The 2021 amendments also conflict with internationally accepted standards for judicial independence. In terms of process, the legislation breaks with international best practice because its adoption was rushed and lacked meaningful public consultation. The bill’s provisions were also out of line with judicial best practices because they award further control over judicial operations and misconduct proceedings to the HCoJ, a de facto judge-only entity that lacks oversight.

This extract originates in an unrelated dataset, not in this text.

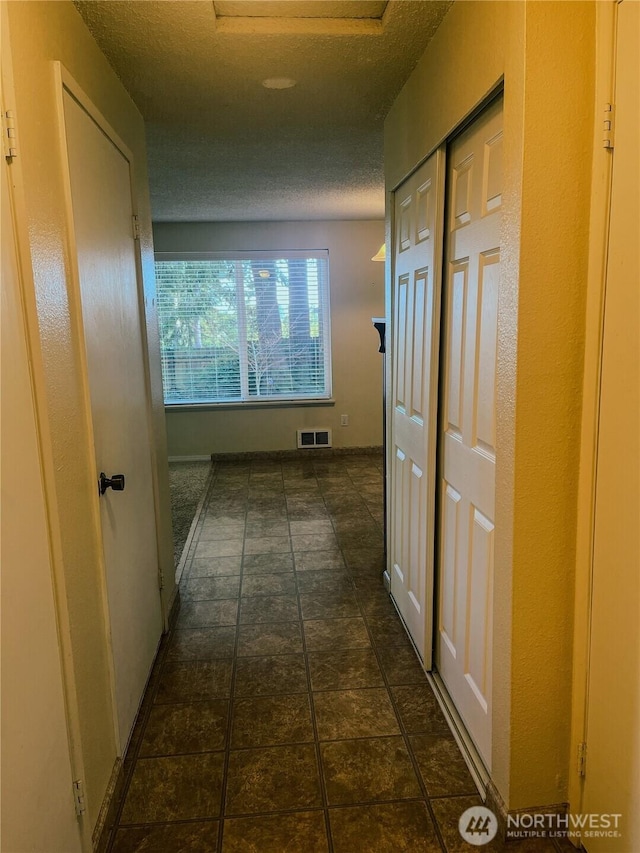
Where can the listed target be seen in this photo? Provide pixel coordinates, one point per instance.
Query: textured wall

At a more granular level, the individual amendments break with internationally accepted judicial standards. For example, the legislation empowers the HCoJ to transfer a judge to any court in the country without their consent for up to four years, regardless of their current position, location, or area of expertise. Though not technically considered a form of punishment in the revised Organic Law, consent-less transfers have routinely been employed in backsliding states to punish independent judges. One can reasonably expect that such consent-less transfers will be used as an unofficial form of sanction in Georgia, which is now the only European country that allows the arbitrary transfer of judges.
The restrictions on Georgian judges’ freedom of expression are also out of line with internationally accepted judicial standards. For instance, the United Nations’ “Basic Principles on the Independence of the Judiciary” advocates for the protection of judges’ individual rights except for extreme and obvious cases (i.e., prohibiting judges from running for public office or endorsing a specific candidate). The 2021 Amendments prohibit any public expression from judges that violates the so-called “principle of neutrality,” an undefined, Orwellian term included in the revised text that clearly violates European law and judicial norms.
The Georgian Dream’s withdrawal of the Foreign Agents Law showed that CSOs and opposition lawmakers can influence the trajectory of Georgia’s political future. This is cause for some optimism. Nevertheless, the adopted 2021 Amendments to the Organic Law on Common Courts continue to pose a significant barrier to achieving greater judicial independence and deeper EU integration. Revising the Organic Law on Common Courts, in order to bring its text (back) into line with international norms, must remain a top priority for Georgian CSOs. Such revisions to the Organic Law should be viewed – in Brussels and Tbilisi – as a necessary pre-requisite to attaining EU candidacy status, which is a vital steppingstone in the country’s long path toward EU accession.